FARMINGTON — Work on the Red Schoolhouse Cemetery started Friday and continued Saturday as forestry students from Foster Career and Technical Education Center worked Friday and Walmart employees Saturday.

Last fall, Walmart Manager Greg Patterson proposed an idea to clean up and restore the site of the cemetery located behind Walmart on the Red Schoolhouse Road.

The response from store employees, community members and organizations cemented the idea for the spring work.

The eight students who worked Friday were really excited to get started, Rodney Spiller, forestry and agricultural instructor, said.
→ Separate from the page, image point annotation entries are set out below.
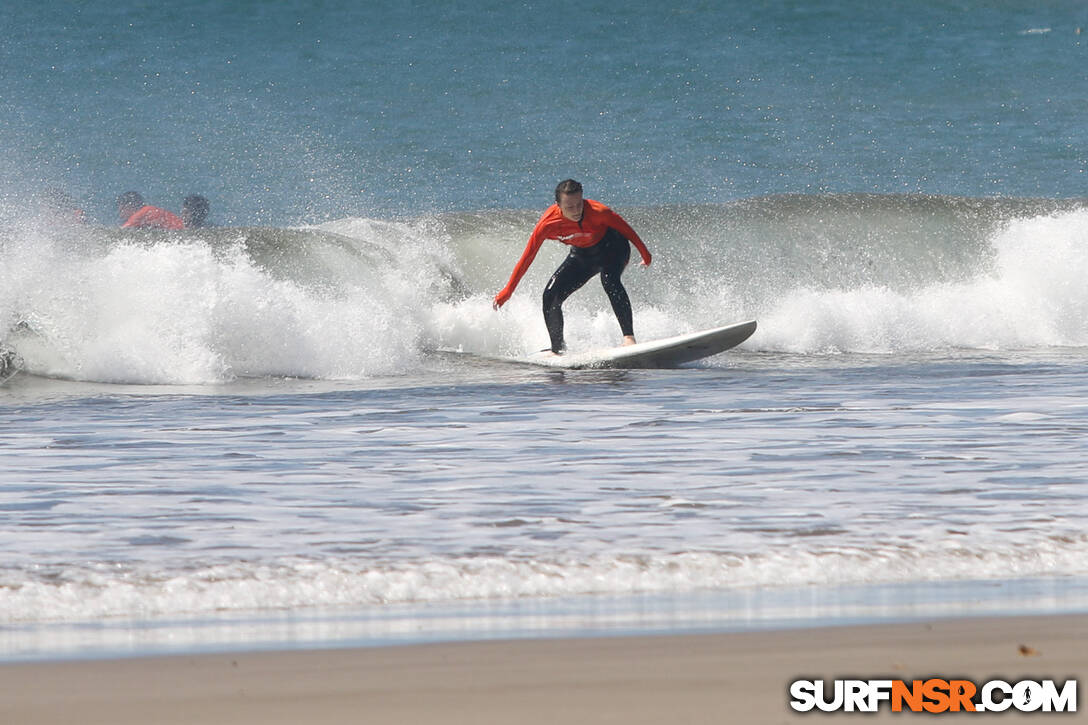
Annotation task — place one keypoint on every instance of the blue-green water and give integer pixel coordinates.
(251, 434)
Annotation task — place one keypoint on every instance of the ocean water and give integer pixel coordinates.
(267, 433)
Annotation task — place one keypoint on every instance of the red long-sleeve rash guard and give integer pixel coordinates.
(596, 220)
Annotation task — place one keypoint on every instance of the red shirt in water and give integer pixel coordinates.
(153, 218)
(596, 220)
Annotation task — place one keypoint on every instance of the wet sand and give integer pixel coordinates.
(740, 677)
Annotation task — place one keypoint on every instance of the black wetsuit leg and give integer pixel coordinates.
(572, 273)
(607, 257)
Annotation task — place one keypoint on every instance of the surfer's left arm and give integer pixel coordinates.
(620, 225)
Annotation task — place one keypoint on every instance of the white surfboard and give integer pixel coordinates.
(667, 353)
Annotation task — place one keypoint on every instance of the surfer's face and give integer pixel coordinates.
(570, 205)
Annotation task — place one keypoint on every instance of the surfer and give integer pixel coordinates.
(600, 244)
(195, 211)
(135, 213)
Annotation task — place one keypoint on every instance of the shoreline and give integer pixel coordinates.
(740, 676)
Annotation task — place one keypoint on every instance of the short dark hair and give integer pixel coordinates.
(195, 210)
(130, 199)
(567, 186)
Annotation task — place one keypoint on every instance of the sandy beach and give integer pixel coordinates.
(693, 678)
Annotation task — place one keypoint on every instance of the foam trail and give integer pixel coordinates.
(1031, 296)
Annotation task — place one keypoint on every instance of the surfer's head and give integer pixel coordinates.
(568, 195)
(128, 204)
(195, 211)
(568, 186)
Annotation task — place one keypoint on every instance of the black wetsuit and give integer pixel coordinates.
(607, 257)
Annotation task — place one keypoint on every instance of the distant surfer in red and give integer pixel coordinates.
(137, 214)
(600, 244)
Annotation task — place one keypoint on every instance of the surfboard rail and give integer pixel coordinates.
(664, 353)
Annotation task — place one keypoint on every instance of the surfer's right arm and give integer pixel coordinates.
(535, 240)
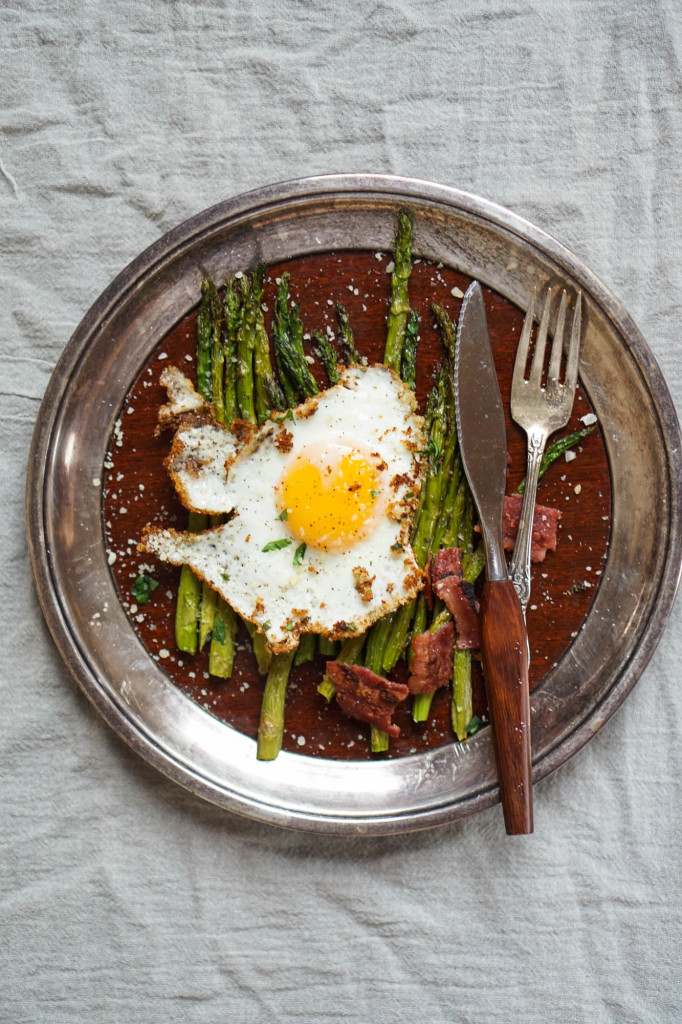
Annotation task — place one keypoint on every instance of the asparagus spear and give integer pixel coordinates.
(409, 359)
(270, 727)
(281, 332)
(556, 450)
(217, 354)
(433, 493)
(246, 343)
(328, 648)
(295, 368)
(188, 598)
(221, 653)
(189, 593)
(346, 337)
(306, 649)
(232, 315)
(373, 658)
(399, 307)
(268, 392)
(327, 353)
(205, 343)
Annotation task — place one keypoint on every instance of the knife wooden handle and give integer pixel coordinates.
(504, 652)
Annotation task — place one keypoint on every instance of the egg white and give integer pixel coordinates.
(370, 408)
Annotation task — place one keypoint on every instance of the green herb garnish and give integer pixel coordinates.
(276, 545)
(143, 588)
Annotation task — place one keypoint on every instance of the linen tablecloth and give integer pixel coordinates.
(124, 898)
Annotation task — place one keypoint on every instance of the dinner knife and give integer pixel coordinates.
(482, 438)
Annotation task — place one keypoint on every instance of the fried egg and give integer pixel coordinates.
(320, 503)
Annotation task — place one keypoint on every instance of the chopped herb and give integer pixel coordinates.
(474, 725)
(143, 588)
(276, 545)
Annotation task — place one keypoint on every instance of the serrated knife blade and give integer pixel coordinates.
(482, 439)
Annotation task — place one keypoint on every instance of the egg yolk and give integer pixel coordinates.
(329, 495)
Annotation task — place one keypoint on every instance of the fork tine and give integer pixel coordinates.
(557, 343)
(574, 345)
(539, 354)
(523, 342)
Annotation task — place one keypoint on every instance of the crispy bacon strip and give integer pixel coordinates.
(545, 522)
(458, 595)
(367, 696)
(432, 659)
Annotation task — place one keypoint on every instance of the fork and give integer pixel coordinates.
(541, 410)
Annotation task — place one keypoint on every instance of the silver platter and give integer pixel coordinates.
(65, 527)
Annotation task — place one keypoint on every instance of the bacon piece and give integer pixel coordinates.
(458, 595)
(367, 696)
(432, 659)
(545, 521)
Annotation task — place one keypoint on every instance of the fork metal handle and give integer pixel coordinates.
(519, 569)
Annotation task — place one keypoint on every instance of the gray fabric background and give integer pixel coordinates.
(125, 899)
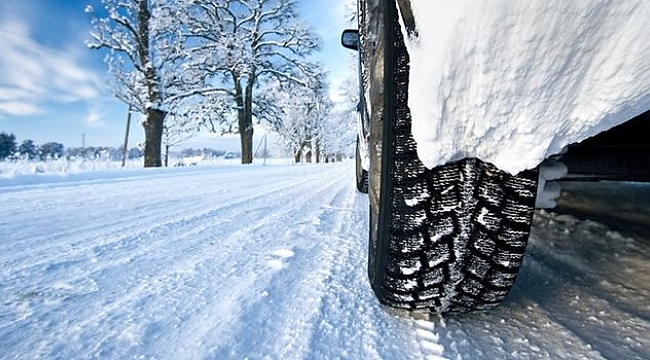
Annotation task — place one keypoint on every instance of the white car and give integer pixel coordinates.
(461, 103)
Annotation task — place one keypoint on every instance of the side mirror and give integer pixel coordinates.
(350, 39)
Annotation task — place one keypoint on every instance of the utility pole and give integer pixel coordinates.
(265, 152)
(126, 137)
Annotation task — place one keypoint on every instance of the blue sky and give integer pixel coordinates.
(53, 88)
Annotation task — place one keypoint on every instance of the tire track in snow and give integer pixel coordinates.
(249, 297)
(96, 231)
(220, 297)
(144, 284)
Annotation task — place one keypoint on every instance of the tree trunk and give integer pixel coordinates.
(167, 155)
(297, 155)
(244, 99)
(153, 129)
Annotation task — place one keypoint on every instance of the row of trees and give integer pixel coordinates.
(9, 148)
(217, 64)
(28, 150)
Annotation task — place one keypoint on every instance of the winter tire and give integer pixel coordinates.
(361, 174)
(447, 239)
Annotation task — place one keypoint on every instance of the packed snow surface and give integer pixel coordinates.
(513, 82)
(234, 262)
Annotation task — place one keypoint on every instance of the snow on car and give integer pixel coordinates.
(461, 103)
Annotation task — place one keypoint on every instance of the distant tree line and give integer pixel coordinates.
(28, 150)
(211, 64)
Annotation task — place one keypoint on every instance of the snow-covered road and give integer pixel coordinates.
(270, 262)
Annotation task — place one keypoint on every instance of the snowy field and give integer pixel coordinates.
(269, 262)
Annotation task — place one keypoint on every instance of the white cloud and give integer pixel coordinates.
(32, 74)
(95, 118)
(19, 108)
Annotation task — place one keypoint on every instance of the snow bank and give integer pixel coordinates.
(512, 82)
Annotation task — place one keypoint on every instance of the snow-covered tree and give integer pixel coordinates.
(234, 45)
(300, 118)
(143, 42)
(28, 150)
(7, 145)
(179, 126)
One student, Austin Koehling, was interested and the others joined in, he added.

Clearing the site for the veterans is important, Koehling said.

There are veterans from the American Revolution buried there along with others, Spiller said.
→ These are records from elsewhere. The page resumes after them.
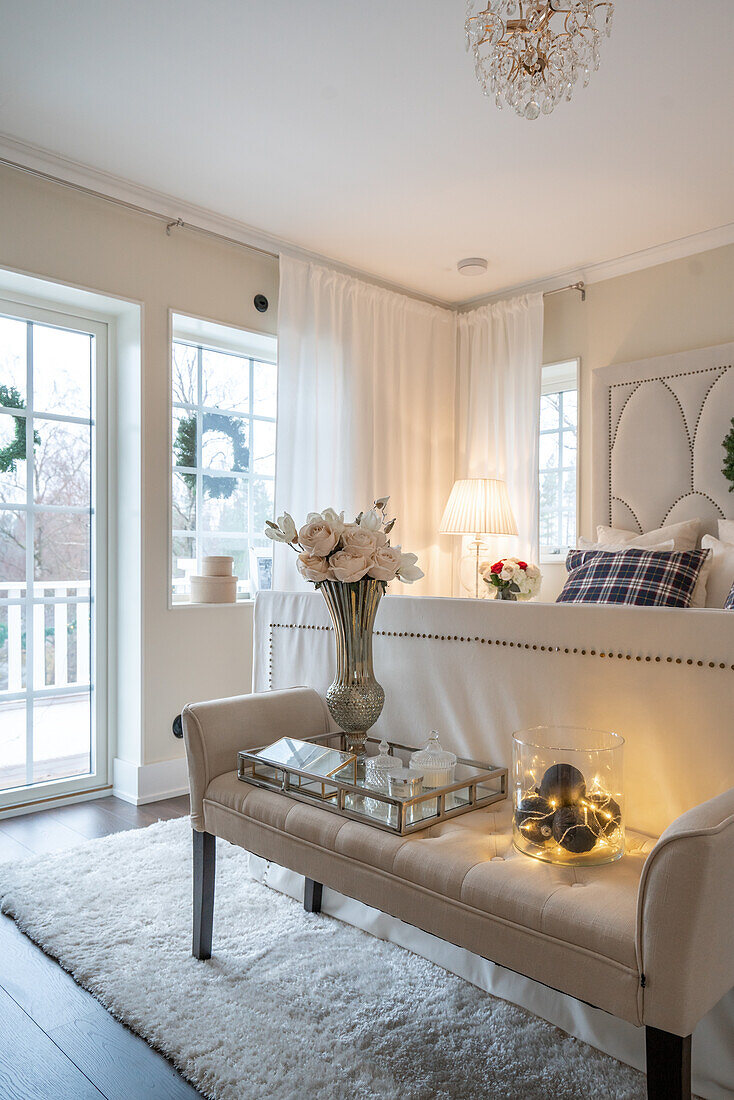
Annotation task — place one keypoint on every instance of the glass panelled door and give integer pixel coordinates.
(51, 540)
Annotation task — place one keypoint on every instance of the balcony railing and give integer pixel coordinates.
(58, 639)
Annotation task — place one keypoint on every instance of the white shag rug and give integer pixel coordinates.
(292, 1003)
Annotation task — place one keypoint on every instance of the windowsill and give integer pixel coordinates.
(240, 603)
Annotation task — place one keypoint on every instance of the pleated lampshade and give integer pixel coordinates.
(479, 506)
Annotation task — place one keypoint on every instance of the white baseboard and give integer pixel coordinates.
(151, 782)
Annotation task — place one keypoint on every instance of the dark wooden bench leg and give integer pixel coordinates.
(313, 895)
(205, 864)
(668, 1065)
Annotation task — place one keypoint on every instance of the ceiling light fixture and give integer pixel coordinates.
(532, 53)
(474, 265)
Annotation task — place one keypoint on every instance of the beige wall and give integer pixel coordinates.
(188, 653)
(203, 652)
(674, 307)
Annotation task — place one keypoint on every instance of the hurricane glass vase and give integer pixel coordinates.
(354, 699)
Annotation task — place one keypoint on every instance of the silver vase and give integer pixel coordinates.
(354, 699)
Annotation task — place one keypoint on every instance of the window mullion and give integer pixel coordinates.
(199, 460)
(30, 541)
(560, 468)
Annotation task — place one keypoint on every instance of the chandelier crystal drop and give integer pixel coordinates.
(530, 54)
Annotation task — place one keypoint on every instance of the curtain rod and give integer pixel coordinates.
(179, 223)
(581, 287)
(171, 222)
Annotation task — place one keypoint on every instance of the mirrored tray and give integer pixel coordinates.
(363, 798)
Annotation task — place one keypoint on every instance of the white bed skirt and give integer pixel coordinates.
(478, 670)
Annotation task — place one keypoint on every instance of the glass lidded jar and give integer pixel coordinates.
(437, 765)
(568, 795)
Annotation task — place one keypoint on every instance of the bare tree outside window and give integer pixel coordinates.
(223, 459)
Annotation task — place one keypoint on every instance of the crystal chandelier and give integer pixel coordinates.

But, it is also a big part of our history around here. One stone revealed a local man died because he was hit by lightening, he said.
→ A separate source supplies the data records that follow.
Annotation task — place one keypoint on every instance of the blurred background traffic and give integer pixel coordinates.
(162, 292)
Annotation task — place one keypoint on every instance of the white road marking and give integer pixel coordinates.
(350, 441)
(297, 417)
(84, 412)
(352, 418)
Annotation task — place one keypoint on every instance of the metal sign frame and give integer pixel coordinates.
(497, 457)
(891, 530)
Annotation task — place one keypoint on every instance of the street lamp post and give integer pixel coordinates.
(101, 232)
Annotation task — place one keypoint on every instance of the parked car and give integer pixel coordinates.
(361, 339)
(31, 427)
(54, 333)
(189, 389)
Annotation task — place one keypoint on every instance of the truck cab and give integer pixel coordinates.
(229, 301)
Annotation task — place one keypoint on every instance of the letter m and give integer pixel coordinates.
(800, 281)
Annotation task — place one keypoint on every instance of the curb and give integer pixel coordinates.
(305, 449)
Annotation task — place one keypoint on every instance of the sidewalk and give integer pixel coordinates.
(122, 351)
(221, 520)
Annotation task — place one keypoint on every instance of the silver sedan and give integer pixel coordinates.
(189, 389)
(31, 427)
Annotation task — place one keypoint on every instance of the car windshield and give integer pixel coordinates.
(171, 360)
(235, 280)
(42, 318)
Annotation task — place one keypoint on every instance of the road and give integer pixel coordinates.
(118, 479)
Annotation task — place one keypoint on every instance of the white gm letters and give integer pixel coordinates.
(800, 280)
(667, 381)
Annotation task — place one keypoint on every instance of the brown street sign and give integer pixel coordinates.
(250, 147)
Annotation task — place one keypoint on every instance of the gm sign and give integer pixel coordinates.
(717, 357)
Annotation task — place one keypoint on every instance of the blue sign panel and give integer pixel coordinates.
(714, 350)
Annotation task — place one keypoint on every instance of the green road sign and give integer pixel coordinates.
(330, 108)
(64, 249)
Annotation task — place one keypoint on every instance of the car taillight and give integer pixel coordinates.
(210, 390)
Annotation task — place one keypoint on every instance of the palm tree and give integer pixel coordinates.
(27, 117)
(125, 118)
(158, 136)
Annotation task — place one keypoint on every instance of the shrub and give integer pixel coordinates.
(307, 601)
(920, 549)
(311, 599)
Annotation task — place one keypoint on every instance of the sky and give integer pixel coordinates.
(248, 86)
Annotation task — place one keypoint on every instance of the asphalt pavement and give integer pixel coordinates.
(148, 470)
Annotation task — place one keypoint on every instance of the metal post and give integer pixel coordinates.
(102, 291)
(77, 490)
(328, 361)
It was a complete surprise, Greg Patterson, Walmart manager, said of the students effort. This was not in the plan till Thursday when Patterson got a call that they would be there Friday morning.

Since Walmart employees proposed to cleanup and adopt the cemetery last fall, the project has really been adopted by the community. It is not Walmart, Patterson said.

Walmart employees worked Saturday to clear some of the brush cut by the forestry students. They plan to work again next Saturday and the forestry students are expected back this week to chip the trees, Patterson said.

The store has a program called Volunteerism Always Pays and for each employee who volunteers their time, Walmart gives $250 in their name to the organization for which they volunteer. This time it will go to the American Legion to help with any needs and expenses for the cemetery work, he said.

Representatives from several businesses, Hammond Lumber, Wiles Remembrance Centers, E.L. Vining & Son, along with Charlie Bennett from the American Legion and Town Manager Richard Davis, Glenn Kapiloff and Spiller from Foster Tech and Patterson met Thursday at the cemetery to discuss plans.


Everyone stepped forward to offer to give of their time, expertise and materials, Patterson said.

Hammond will help with a new fence and Wiles is putting in a bench. Pro Service owner Leon Heckbert has offered to purchase a new flagpole, he said.

The students trimmed and cut trees around the rock border of the cemetery opening it up to sunlight.

Some poplars, with a life-span of about 50 years, were taken down. They are hitting their peak and will just deteriorate from here. This will allow other trees more sunlight and nutrition, Spiller said.

Students in the program worked earlier this week at the Whittier Road riverbank erosion site and they have also done some community service work at Hippach Field this year.

The students are also busy preparing for the annual Woodsmen’s Day competition planned for May 21 and 22 in Dixfield, he said.